The fund required recipients to commit to specific political interpretations and policy positions as eligibility criteria. Whatever the merit of those positions, requiring journalists to affirm particular viewpoints to access taxpayer money creates obvious independence concerns. The problem isn’t the content of the conditions but the principle of conditioning media funding on political alignment.
I generally rate what Eliis says, but his characterising PIJF as a disinformation campaign is outrageous. The definition of disinformation is people saying something that is objectively false, and knowing it is false.
The criticism of PIJF is that it required all media applicants to sign up to a left-wing view of what the Treaty of Waitangi means. This is not disinformation. It is legitimate criticism.
The fact Ellis himself is unable to distinguish between legitimate criticism and disinformation, shows why the media is in such trouble.
David Farrar runs Curia Market Research, a specialist opinion polling and research agency, and the popular Kiwiblog where this article was sourced. He previously worked in the Parliament for eight years, serving two National Party Prime Ministers and three Opposition Leaders

5 comments:
This column would be understandable if it had explained what PJIF means.
Gavin Ellis as part of a solution? Give me a break.

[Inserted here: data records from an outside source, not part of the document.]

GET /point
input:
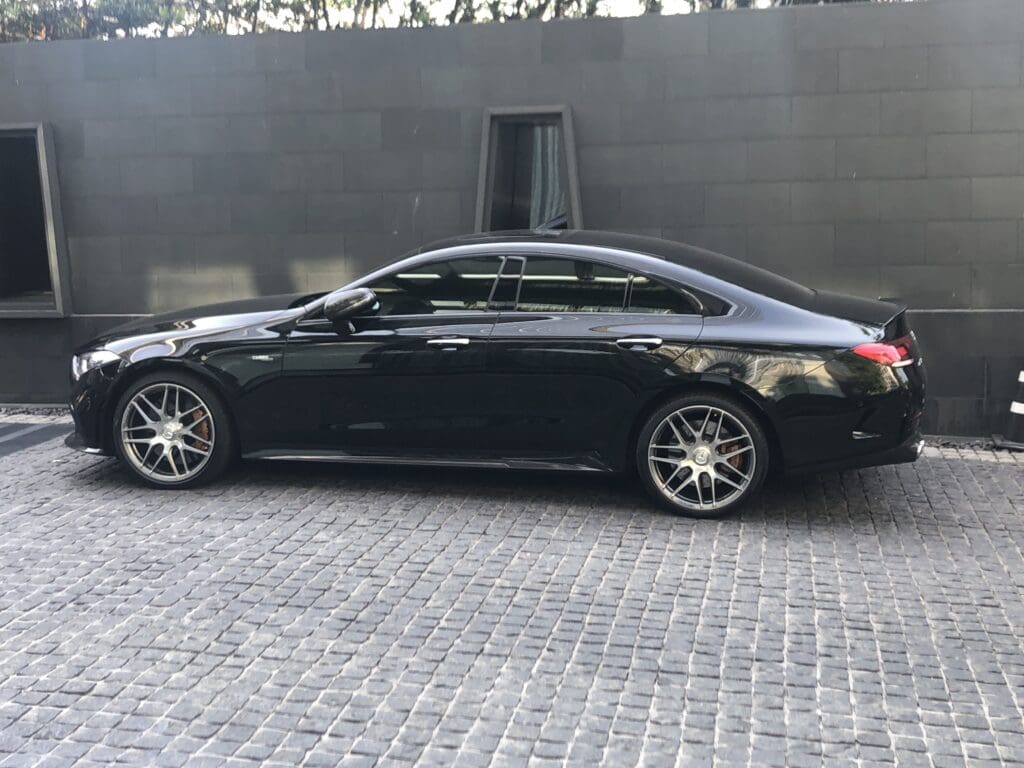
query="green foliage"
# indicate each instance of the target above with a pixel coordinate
(54, 19)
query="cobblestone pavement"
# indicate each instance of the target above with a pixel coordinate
(325, 615)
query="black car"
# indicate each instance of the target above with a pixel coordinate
(576, 350)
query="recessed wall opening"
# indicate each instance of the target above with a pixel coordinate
(31, 232)
(527, 171)
(25, 264)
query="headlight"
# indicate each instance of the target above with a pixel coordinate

The part often missed is that the PIJF came with penalty clauses. Break the agreement in the future and all funds must be returned plus penalties rates. So don't expect our craven media to change tack soon.
If only there was a strong leader around that could just cancel the whole thing. More chance Chloe would express sympathy for a Jewish rape victim.
Accepting PIJF funding was agreeing to lie to the public - a Goebbels type strategy by the Ardern Government - this is what thye Herald, Stuff, TVNZ, RNZ etc agreed to :
PIJF - from the funding criteria document :
3. Goals of the Public Interest Journalism Fund
The following detail has been informed by engagement with the sector for the purposes of this fund. The Public Interest Journalism Fund must achieve all of these things:
1. Seek to inform and engage the public about issues that affect a person’s right to flourish within our society and impact on society’s ability to fully support its citizens.
2. Provide accurate, accountable, and fair coverage that reflects and empowers all sectors of the community upholding the public’s right to know.
3. Actively promote the principles of Partnership, Participation and Active Protection under Te Tiriti o Waitangi acknowledging Maori as a Te Tiriti partner.
4. Reflect the cultural diversity of New Zealand.
5. Encourage a robust and sustainable media sector.